Esthetically Arc is probably the finest device that Sonos ever put on the shelves, along with the iconical Sub and the limited edition One speakers designed with the millennials-friendly Danish furniture brand Hay. But while the latter consisted in an explosion of colour perfect for Instagram-friendly house decor, Sonos Arc “aims to be timeless”, explain to Domus, during a Zoom Q&A session, Deirdre Leid (Product Leader) and Dana Krieger (Director of Design, Hardware). That starts from the choice of colours, just two, black and white, so “to make the product disappear in the living room”, either when it's wall-mounted or just sitting on your credenza.
One of Arc's peculiarities lies in its shape since it's not squared, like most of the soundbars that you can buy, featuring instead rounded edges. “We needed a different approach, also because of Dolby Atmos”, Mrs Leid and Mr Kreiger explain: “we see a lot of squared boxes, we wanted to be different”. In the end, this shape makes also the product look smaller than it is, and appears good-looking and finished from any point of view, even from the bottom. “It's a super-complicated product”, they explain, with design team and development team that worked side by side to achieve its peculiar 3D-shaped seamless plastic grille with more of 76,000 holes, that deliver sound both horizontally and vertically. “We developed a new manufacturing technique to create it”, Dana Krieger says, “which uses thermoforming and Computer Numerical Control drilling”.

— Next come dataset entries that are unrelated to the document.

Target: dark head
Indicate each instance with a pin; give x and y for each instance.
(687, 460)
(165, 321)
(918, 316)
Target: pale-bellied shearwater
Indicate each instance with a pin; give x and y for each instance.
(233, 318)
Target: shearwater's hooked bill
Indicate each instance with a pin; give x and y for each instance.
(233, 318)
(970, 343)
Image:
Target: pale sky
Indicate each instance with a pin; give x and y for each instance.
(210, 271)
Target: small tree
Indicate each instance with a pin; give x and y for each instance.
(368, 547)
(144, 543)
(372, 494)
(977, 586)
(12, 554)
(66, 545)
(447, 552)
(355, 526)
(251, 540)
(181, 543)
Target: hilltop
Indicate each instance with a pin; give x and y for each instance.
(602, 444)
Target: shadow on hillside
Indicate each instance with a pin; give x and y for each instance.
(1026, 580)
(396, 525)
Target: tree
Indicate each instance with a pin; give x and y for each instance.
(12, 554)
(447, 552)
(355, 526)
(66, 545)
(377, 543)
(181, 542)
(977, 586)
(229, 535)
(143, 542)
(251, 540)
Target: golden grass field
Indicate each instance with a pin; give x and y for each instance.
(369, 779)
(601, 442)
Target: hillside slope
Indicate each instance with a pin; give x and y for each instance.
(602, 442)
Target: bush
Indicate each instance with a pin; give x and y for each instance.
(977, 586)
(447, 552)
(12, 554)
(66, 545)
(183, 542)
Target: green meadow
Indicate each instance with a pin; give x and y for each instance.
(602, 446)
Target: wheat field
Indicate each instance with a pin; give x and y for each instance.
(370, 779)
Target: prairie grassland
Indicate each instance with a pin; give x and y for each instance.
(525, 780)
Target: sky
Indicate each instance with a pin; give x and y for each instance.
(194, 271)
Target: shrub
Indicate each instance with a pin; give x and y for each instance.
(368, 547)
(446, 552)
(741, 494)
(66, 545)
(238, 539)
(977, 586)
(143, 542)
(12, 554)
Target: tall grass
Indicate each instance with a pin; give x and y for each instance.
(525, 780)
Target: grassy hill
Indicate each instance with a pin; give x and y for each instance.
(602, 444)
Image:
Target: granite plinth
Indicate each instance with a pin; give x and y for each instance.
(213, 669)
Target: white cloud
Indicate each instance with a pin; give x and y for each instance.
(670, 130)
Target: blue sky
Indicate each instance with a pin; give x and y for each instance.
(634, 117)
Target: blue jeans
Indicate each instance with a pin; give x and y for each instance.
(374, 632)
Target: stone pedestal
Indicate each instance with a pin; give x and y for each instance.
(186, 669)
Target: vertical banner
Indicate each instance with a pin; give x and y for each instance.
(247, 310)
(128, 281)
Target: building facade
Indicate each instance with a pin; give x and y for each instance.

But it's also a product with lots of fine details, like the ambient sensor that automatically dims the status LEDs when you're watching a movie and the room is dark.
Along with Arc, Sonos also launched the third generation of its Subs, which enrich the home-theatre sound experience focusing on midrange and clean basses, and employ two force-cancelling drivers that eliminate vibration and rattle, and the up-to-date version of the most powerful Sonos speaker, which is now just called “Five” – it used to be called Play:5 in the old lineup. Sonos Five features increased memory, more processing power, new wireless radio and the new colour white, which comes as an option along with the traditional black edition.
All of these products will be powered up by S2, Sonos next-generation software platform, which will debut in June 8 providing support for higher resolution audio technologies, like the Dolby Atmos experience of Arc, increased security and overall better user experience, Sonos say. But this could not come as good news for long-time Sonos aficionados: many old devices from the brand's past won't get the update and remain stuck to what the brand now has renamed as “S1”, the old software platform. You can imagine Sonos as two separate sub-systems, as S1 devices won't connect with S2 speakers, and vice-versa. So, it's possible that you just can't integrate an Arc soundbar with Dolby Atmos in your pre-existing, perfectly-connected Sonos home-system, the one that fires up parties with the same Moderat-inspired music selection playing both in the backyard and in the living room, while some Vivaldi plays for those who want to chill out in the kitchen from the old Sonos Play:1 placed there. You could stay on S1 – but no Dolby Atmos then! –, or have two separate systems (ugly!) or put your hand into your pockets and participate to Sonos' trade up program, which offers discounted new products to owners of previous devices.
All new products can be pre-ordered from today on Sonos website. They will start to ship on June 10. Sonos Arc is available for 899 euros, Sonos Sub for 799 euros and Sonos Five for 579 euros.